Navigating the JEST Memory Issue - My Workaround

Navigating the JEST Memory Issue - My Workaround


3 min read

Let's dive right into the issue our team was facing. We rely on one of the most popular JavaScript testing frameworks, JEST, for rigorously testing our backend APIs. Initially, everything was sailing smoothly - setup was a breeze, and our tests were smooth to run. We were okay with how things were going.

However, as our codebase grew and we added more APIs to the code, problems started cropping up. The test suite began taking longer to complete, and memory consumption started to skyrocket. Our initial solution was to simply bump up the heap memory using --max-old-space-size. It worked like a charm, at least for a while.

As time passed, we kept increasing the heap memory allocation until we reached a point where we realized this band-aid approach wasn't sustainable. We were no longer able to run tests on our local machines, and even in our pipeline, tests were failing due to mysterious memory issues.

That's when we decided it was time to tackle this head-on.

Before diving into this, I checked the Jest GitHub repository for similar issues. To my surprise, there were several reported, but none of the proposed solutions seemed to do the trick for us.

So, I embarked on a trial-and-error journey.

Uncertain if the issue lay with our code or with Jest itself, I decided to start by refactoring some code and tests. After rerunning the tests, I waited for about 12 minutes, only to see no improvement in memory usage. By the way, you can monitor memory usage in Jest using the --logHeapUsage argument.

Feeling a bit lost, I searched for more blogs and videos and came across the term "Memory Leak." With this newfound knowledge, I began searching for these leaks, feeling like a detective using Chrome DevTools to analyze heap memory usage heat maps. I zoomed in and out of those charts repeatedly, but ultimately, I was tired and still clueless.

Back to the GitHub issues, I went, reading comments one after another, still finding no definitive solution. It dawned on me that maybe it wasn't our problem; perhaps it was just how Jest operated. If it were a Jest issue, my initial reaction was, "Let's switch to another testing framework!" But the reality of rewriting the entire testing suite hit us like a ton of bricks, especially with a small team. We were only weeks away from rewriting our front end from React with Material-UI to Vue.js with Tailwind, and we had to fix bugs and implement new features. So, I decided to give it a few more tries before throwing in the towel.
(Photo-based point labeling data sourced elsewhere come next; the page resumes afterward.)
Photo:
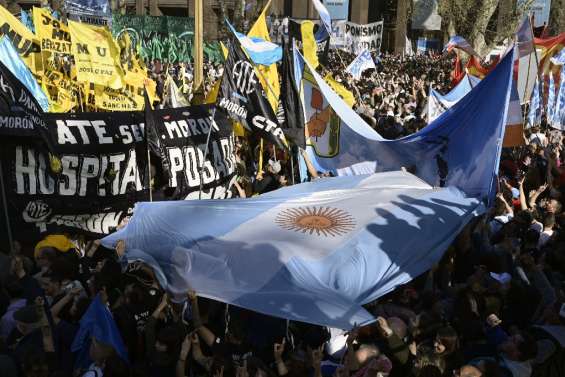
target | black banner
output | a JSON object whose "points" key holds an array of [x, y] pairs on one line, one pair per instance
{"points": [[244, 99], [99, 173], [178, 137], [290, 103]]}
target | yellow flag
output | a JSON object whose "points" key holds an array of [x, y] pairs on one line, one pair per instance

This time, I ran individual tests one by one and then attempted to run everything together. What I noticed was that when I ran tests individually, they ran smoothly, and memory usage stayed within limits. However, when more files were included, memory consumption began to swell. Jest seemed to increase heap usage after each test. Although I didn't know the root cause, I had a workaround. Since I discovered this issue while running tests individually, I thought, "Why not do this every time I need to test something?"

So, I wrote a shell script that looked something like this:

integration_directory_list=($(ls ${integration_test_dir}))

for dir in "${integration_directory_list[@]}"; do
    echo "$dir"
    npm run test ${integration_test_dir}/${dir}

unit_directory_list=$(ls ${unit_test_dir})

for unit in "${unit_directory_list[@]}"; do
    echo "$unit"
    npm run test ${unit_test_dir}/${unit}

echo "Testing completed"

I then modified the package.json to include:

  "test": "NODE_ENV=test NODE_OPTIONS='--max-old-space-size=6144' jest --runInBand",
  "test: local": "bash scripts/"

Now to run the test use the command

npm run test:local

I gave this approach a shot, and voilà, it worked.

I realize this isn't a definitive solution, but rather a hack to keep things running until someone finds out how to fix this issue properly.